What I've been trying to address isn't the history of psychological thought - rather, the current state of training and narrowness of educational programs (as they appear to me). From what I've read, this is the result of developments of the past twenty years or so.

The grad programs I've seen seem (and it's true that you never really know until you get there), from the programs' outlines, to be fairly restricted, even among sub-areas. (I'm talking about the APA- approved ones, the ones that in their web pages follow the 'scientist-practitioner' model ... the ones that will get you a job.) And you must admit that grads of programs with emphases on humanistic or existential therapies, for example, within psychology departments, often find themselves in dire financial straits. (This I've been getting from conversations, online discussions, and information posted on school's webpages, and on pages devoted to school rankings.) I sense that the context is quite different in Europe.

The undergrad psych classes I've taken have gone exactly as I described.
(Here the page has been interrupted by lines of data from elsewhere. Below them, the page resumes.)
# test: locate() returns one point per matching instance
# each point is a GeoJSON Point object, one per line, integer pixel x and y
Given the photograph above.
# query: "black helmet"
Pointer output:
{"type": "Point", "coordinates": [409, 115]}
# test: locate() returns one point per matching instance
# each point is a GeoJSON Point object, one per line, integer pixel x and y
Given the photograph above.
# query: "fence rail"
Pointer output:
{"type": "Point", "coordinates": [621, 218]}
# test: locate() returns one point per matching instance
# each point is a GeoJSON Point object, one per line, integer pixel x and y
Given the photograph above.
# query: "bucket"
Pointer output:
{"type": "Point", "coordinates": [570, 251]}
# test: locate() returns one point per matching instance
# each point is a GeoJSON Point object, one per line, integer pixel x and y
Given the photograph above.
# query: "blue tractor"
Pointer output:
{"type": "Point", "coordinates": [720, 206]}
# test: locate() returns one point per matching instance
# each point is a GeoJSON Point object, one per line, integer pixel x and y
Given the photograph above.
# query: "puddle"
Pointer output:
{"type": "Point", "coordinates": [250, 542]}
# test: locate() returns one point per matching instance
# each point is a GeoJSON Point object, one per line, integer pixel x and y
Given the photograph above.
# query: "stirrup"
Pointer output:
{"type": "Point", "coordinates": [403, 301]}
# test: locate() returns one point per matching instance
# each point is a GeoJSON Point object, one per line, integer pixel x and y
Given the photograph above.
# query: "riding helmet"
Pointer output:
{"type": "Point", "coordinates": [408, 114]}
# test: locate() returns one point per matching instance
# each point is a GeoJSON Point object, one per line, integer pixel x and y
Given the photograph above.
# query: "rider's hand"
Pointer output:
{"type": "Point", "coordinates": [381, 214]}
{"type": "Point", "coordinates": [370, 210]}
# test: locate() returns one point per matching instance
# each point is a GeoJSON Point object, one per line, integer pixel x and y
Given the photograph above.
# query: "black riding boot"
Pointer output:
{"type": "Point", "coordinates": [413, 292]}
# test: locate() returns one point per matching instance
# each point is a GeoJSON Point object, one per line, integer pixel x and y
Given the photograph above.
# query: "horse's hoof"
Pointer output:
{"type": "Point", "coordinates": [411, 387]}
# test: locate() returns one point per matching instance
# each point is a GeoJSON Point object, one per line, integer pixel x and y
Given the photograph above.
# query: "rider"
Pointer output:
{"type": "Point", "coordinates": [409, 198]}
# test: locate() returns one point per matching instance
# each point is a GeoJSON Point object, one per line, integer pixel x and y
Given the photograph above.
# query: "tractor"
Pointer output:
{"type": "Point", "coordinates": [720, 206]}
I've heard from psych majors that my experience, as I expressed it to them (which is pretty much how I articulated it above), holds true in general, right up until senior year. (Obviously I couldn't speak for labs.)

(I've also had the experience of having sat in on a textbook publishing conference, and witnessed the presentation of a 3rd year social psych book. The presenters were very proud to show a textbook replete with graphs, captions, sidebars, etc., because "no one reads start to finish anymore".) Often, the textbooks used present the material in such a way as to discourage questioning - sometimes in as subtle a manner as narrative tone - as well as an understanding of dialogue in science. Nature of the beast, I imagine, but I wonder why it is that students aren't asked early on - say from second year - to read the scientific and scholarly journals with a critical eye, to get a sense of the scope of research and debate? what i've seen is a group of students colour- coding "facts" in their notebooks, if they care at all. And couldn't comparative research and essay-writing be put on an equal par with the memory work required of multiple choice tests? Ask any undergrad student - he may forget an entire course, but he'll remember the paper he wrote.
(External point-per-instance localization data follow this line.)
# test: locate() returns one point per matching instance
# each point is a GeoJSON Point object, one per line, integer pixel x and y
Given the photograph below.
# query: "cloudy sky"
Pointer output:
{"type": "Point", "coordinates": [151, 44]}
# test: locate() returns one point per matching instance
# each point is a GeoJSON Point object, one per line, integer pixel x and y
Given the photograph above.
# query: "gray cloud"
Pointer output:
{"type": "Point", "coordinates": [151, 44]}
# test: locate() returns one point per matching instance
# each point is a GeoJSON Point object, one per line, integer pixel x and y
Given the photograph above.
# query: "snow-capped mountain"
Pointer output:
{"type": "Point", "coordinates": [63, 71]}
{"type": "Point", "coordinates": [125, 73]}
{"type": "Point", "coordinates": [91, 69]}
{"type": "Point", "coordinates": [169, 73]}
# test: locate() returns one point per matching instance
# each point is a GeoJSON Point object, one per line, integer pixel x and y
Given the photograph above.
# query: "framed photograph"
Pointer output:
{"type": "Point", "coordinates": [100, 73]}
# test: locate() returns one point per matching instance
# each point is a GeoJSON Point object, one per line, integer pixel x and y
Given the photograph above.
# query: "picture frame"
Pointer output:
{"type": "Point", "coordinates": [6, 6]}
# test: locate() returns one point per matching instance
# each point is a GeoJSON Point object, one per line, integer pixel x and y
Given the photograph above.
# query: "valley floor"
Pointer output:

I really do think all this matters, and not just to me, but to patients or clients of multiple-choice grads.

-- N. Ivanovski (ntllya@hotmail.com), July 14, 2003.


As one of the people who routine answers questions here, I've avoided giving answers to questions of the sort you describe, and have always sent the questioners on a search through the sources. I'm teaching students in a PsyD program now--history & systems--and find that they're doing a great job in class-room discussion and are quite capable of thinking, but for some this does appear to be a new thing.
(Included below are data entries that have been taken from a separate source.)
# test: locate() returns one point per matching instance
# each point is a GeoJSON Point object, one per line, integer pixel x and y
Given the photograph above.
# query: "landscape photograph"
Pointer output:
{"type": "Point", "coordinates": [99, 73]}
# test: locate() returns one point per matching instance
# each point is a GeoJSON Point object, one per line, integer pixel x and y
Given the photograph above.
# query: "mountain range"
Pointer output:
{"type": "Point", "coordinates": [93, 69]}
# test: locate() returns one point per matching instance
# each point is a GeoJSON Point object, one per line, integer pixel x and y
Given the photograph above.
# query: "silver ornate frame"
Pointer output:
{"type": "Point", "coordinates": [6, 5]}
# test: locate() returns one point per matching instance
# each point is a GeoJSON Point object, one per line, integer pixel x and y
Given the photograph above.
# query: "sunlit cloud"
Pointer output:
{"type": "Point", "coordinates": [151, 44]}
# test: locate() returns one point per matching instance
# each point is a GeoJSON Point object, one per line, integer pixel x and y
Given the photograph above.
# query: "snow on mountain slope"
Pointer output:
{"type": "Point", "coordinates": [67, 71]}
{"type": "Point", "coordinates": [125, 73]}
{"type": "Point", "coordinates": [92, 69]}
-- Hendrika Vande Kemp (hendrika@earthlink.net), July 14, 2003.

This is not an answer to your question. Rather I am another questioner seeking an answer to the same question. A philosophy student at UC Berkeley, I am deeply interested in psychology and think I would like to apply to a psych grad program. However, with my philsophy background I am very used to reading original texts, not textbooks, and approaching each from a critical perspective. I am afraid psychology will be mindless indoctrination of unquestionable facts. I am torn between my interest in human nature and my need for a philosophical approach to doing psychology. If anyone has any recommendations of programs I might like, let me know. I am looking for an APA approved prgoram as I do want to be employable when I get out.